Figure 3. miR-30c mimics block Serpine1 expression and inhibit in vitro EC sprouting.

(A) Two pathways to Serpine1 induction by TGF-β signaling in ECs. (B) qPCR analysis of miR-30c in ECs treated with 10 ng/ml TGF-β, 20 nM miR-30c mimic, or a combination of both.

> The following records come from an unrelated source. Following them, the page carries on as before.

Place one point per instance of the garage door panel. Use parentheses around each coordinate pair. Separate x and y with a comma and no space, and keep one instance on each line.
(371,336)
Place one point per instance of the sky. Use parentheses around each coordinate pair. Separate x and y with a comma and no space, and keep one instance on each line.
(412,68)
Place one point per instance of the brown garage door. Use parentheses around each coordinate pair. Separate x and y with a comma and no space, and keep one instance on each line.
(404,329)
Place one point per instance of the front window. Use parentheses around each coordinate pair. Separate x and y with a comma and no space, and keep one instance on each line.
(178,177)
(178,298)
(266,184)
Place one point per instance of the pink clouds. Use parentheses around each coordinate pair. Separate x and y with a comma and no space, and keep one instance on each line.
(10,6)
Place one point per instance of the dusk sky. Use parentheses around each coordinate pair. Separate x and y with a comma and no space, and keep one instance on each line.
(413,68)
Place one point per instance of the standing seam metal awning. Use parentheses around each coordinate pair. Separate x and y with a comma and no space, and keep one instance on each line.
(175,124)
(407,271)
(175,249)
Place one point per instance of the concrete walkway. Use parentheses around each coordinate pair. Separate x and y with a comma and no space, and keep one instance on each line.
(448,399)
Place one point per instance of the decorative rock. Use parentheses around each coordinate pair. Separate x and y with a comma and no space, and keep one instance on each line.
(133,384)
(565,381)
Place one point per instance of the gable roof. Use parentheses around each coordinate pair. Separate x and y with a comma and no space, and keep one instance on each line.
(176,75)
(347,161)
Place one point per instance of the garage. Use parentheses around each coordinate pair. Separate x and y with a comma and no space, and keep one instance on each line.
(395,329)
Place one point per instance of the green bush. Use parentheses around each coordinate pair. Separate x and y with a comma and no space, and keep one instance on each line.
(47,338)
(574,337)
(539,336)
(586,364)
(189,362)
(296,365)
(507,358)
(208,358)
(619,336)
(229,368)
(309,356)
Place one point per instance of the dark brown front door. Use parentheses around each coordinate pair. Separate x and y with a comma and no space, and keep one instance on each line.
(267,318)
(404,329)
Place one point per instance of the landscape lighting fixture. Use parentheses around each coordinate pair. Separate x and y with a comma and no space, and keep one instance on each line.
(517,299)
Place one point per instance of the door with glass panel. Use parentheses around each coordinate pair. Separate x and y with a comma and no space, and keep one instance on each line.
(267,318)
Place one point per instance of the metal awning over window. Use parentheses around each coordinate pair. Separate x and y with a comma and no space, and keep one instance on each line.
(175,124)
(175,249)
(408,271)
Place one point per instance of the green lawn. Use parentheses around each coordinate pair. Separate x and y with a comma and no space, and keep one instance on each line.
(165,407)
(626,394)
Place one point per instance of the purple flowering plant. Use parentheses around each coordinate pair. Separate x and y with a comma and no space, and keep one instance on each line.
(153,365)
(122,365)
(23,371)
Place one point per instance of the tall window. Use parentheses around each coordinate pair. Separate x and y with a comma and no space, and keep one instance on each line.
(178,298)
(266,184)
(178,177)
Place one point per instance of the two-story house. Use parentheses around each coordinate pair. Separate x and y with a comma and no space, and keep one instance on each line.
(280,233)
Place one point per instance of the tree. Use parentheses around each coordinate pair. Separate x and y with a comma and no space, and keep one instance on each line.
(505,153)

Samples were assayed in triplicate (n = 3). (C) qPCR analysis of Serpine1 in ECs treated with 10 ng/ml TGF-β, 20 nM miR-30c mimic, or the combination. Samples were assayed in triplicate (n = 3). (D) Western blot analysis of PAI-1 in ECs treated with 10 ng/ml TGF-β, 20 nM miR-30c mimic, or a combination of both. Ponceau staining (PS) was used to show equal loading. (E) Fibrin bead–sprouting assay in ECs treated with miR-30c mimic for 72 hours (n = 30 beads). Controls were treated with a 40-nM scrambled sequence. (F) Number and length of sprouts in ECs treated with miR-30c mimic, rPAI-1 (0.8 μg/ml), or a combination of both for 72 hours (n = 30 beads). (G) qPCR analysis of ECs treated with 10 ng/ml TGF-β for each indicated time point. Samples were assayed in triplicate (n = 3). (H) qPCR analysis of ECs treated with 10 ng/ml TGF-β, 10 μM α-amanitin, or a combination of both. Samples were assayed in triplicate (n = 3). (I) qPCR analysis of pre-miRNA for miR-30c in ECs treated with 10 ng/ml TGF-β for the indicated durations. Samples were assayed in triplicate (n = 3). *P < 0.05, by Student’s t test (B and C), ANOVA (E), and Student’s t test (F). Data represent the mean ± SEM.